Logstash is calculating itself to sudden death

Hi folks,

I need your advice solving following problem: I am going to parse the Logfiles from Akamai CDN using Logstash. In order to do this I'm using the following Logstash config:

input {
file {
max_open_files => 1000000
id => "akamai-cdn"
type => "akamai-plain"
path => "/data/logs/akamai-decompressed/*"
start_position => "beginning"
codec => plain
}
}
filter {
grok {
match => { "message" => "%{DATE_EU:date}\t%{TIME:time}\s%{IP:clientip}\s%{WORD:httpmethod}\t%{PATH:requestedpage}\s%{NUMBER:responsecode}\s%{NUMBER:bytessent}\s%{NUMBER:timetaken}\t%{DATA:csreferrer}\t%{DATA:csuseragent}\t%{DATA:cscookie}" }
add_tag => ["akamai-cdn"]
}
date {
match => ["timestamp", "yyyy-MM-dd HH:hh:ss"]
target => "@timestamp"
add_field => {"debug" => "timestampisfixed"}
}

}

#and the es-output...

########## sample log lines#################

2017-11-19 15:14:33 95.90.212.131 GET /cdn-aka-ee-xxxxxxxx.xxxxxxxx/mall/shopde/pic/tbild3/tbild3-xxxxxxxx.JPG 200 1841 0 "-" "-" "-"
2017-11-19 15:14:33 95.90.212.131 GET /cdn-aka-ee-xxxxxxxx.xxxxxxxxe/mall/shopde/pic/bild0/Bild0-xxxxxxxx.JPG 200 5030 0 "-" "-" "-"
2017-11-19 15:14:33 95.90.212.131 GET /cdn-aka-ee-xxxxxxxx.xxxxxxxxe/mall/shopde/pic/tbild1/tbild1-xxxxxxxx.JPG 200 1715 0 "-" "-" "-"
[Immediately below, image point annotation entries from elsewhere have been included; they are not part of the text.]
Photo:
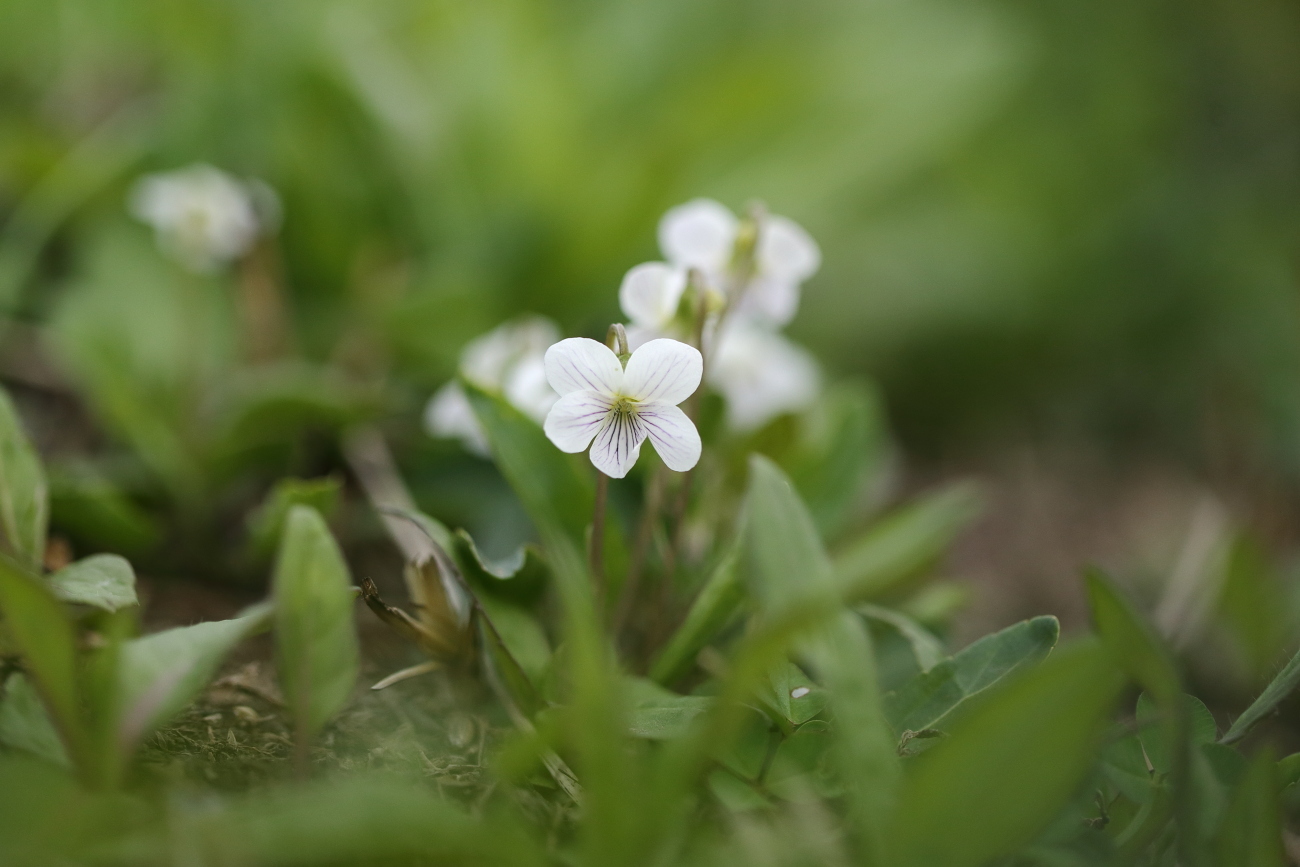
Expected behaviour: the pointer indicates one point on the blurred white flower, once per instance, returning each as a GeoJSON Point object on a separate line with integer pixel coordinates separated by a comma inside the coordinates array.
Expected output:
{"type": "Point", "coordinates": [507, 360]}
{"type": "Point", "coordinates": [702, 234]}
{"type": "Point", "coordinates": [762, 375]}
{"type": "Point", "coordinates": [202, 216]}
{"type": "Point", "coordinates": [620, 408]}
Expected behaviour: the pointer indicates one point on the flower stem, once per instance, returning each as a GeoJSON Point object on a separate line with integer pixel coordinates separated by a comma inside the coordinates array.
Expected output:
{"type": "Point", "coordinates": [602, 494]}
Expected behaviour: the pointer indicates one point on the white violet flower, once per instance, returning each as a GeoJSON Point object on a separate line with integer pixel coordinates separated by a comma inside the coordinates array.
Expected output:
{"type": "Point", "coordinates": [762, 375]}
{"type": "Point", "coordinates": [507, 360]}
{"type": "Point", "coordinates": [202, 216]}
{"type": "Point", "coordinates": [702, 234]}
{"type": "Point", "coordinates": [615, 410]}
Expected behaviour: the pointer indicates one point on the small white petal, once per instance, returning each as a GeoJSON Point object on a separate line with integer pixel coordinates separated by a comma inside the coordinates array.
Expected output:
{"type": "Point", "coordinates": [785, 251]}
{"type": "Point", "coordinates": [576, 419]}
{"type": "Point", "coordinates": [672, 434]}
{"type": "Point", "coordinates": [583, 364]}
{"type": "Point", "coordinates": [650, 293]}
{"type": "Point", "coordinates": [761, 375]}
{"type": "Point", "coordinates": [698, 234]}
{"type": "Point", "coordinates": [527, 389]}
{"type": "Point", "coordinates": [663, 371]}
{"type": "Point", "coordinates": [450, 416]}
{"type": "Point", "coordinates": [770, 300]}
{"type": "Point", "coordinates": [618, 443]}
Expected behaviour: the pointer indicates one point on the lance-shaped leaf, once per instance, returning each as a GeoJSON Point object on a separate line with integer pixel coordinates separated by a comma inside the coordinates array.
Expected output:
{"type": "Point", "coordinates": [160, 673]}
{"type": "Point", "coordinates": [316, 642]}
{"type": "Point", "coordinates": [923, 701]}
{"type": "Point", "coordinates": [24, 498]}
{"type": "Point", "coordinates": [1013, 761]}
{"type": "Point", "coordinates": [104, 581]}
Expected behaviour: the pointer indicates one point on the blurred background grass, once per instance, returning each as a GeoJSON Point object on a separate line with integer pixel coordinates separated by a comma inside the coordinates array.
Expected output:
{"type": "Point", "coordinates": [1060, 229]}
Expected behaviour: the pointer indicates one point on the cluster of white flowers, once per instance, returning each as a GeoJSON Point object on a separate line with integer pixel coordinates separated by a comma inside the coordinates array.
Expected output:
{"type": "Point", "coordinates": [508, 360]}
{"type": "Point", "coordinates": [746, 274]}
{"type": "Point", "coordinates": [202, 216]}
{"type": "Point", "coordinates": [750, 295]}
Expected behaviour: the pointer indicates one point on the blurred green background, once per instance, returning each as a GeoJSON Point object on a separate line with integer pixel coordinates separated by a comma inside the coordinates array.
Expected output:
{"type": "Point", "coordinates": [1054, 219]}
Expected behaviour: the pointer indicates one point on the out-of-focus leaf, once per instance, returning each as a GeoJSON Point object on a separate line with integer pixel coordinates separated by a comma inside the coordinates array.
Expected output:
{"type": "Point", "coordinates": [1200, 729]}
{"type": "Point", "coordinates": [24, 497]}
{"type": "Point", "coordinates": [926, 647]}
{"type": "Point", "coordinates": [163, 672]}
{"type": "Point", "coordinates": [658, 714]}
{"type": "Point", "coordinates": [713, 607]}
{"type": "Point", "coordinates": [104, 581]}
{"type": "Point", "coordinates": [841, 446]}
{"type": "Point", "coordinates": [904, 543]}
{"type": "Point", "coordinates": [25, 723]}
{"type": "Point", "coordinates": [267, 524]}
{"type": "Point", "coordinates": [924, 701]}
{"type": "Point", "coordinates": [1282, 685]}
{"type": "Point", "coordinates": [38, 627]}
{"type": "Point", "coordinates": [1251, 833]}
{"type": "Point", "coordinates": [316, 642]}
{"type": "Point", "coordinates": [1012, 762]}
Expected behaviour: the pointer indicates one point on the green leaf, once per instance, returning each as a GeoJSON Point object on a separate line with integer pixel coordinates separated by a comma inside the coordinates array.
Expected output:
{"type": "Point", "coordinates": [163, 672]}
{"type": "Point", "coordinates": [1282, 685]}
{"type": "Point", "coordinates": [267, 524]}
{"type": "Point", "coordinates": [926, 699]}
{"type": "Point", "coordinates": [38, 627]}
{"type": "Point", "coordinates": [1251, 835]}
{"type": "Point", "coordinates": [24, 497]}
{"type": "Point", "coordinates": [316, 641]}
{"type": "Point", "coordinates": [25, 724]}
{"type": "Point", "coordinates": [104, 581]}
{"type": "Point", "coordinates": [658, 714]}
{"type": "Point", "coordinates": [904, 543]}
{"type": "Point", "coordinates": [1013, 761]}
{"type": "Point", "coordinates": [711, 610]}
{"type": "Point", "coordinates": [784, 554]}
########################################
the "|" chars are in tabs or spaces in the log lines

When I start the pipeline the Logstash is calculating the hell out of itself, all cores are used completly to parse the logs. It's not that big amount of Data, we are talking about 1 million lines...
do i have a bad filter ?

When I start the pipeline the Logstash is calculating the hell out of itself, all cores are used completly to parse the logs.

Yes. By default Logstash starts as many pipeline workers as you have CPU cores. This is configurable.

It's not that big amount of Data, we are talking about 1 million lines...

The amount of data doesn't affect the CPU usage, a rate measure, only the accumulated CPU time and the wall clock time.

Similarly, an electric stove uses the same amount of power (1 kW or whatever) when you heat water regardless of how much water you have, but if you have more water it'll take longer and the amount of energy used will be higher.

So, if we rephrase your question to "how can I make Logstash use less CPU time" you can start by replacing the DATA patterns with NOTSPACE. Having more than one DATA or GREEDYDATA in the same grok pattern is almost always a mistake.

This topic was automatically closed 28 days after the last reply. New replies are no longer allowed.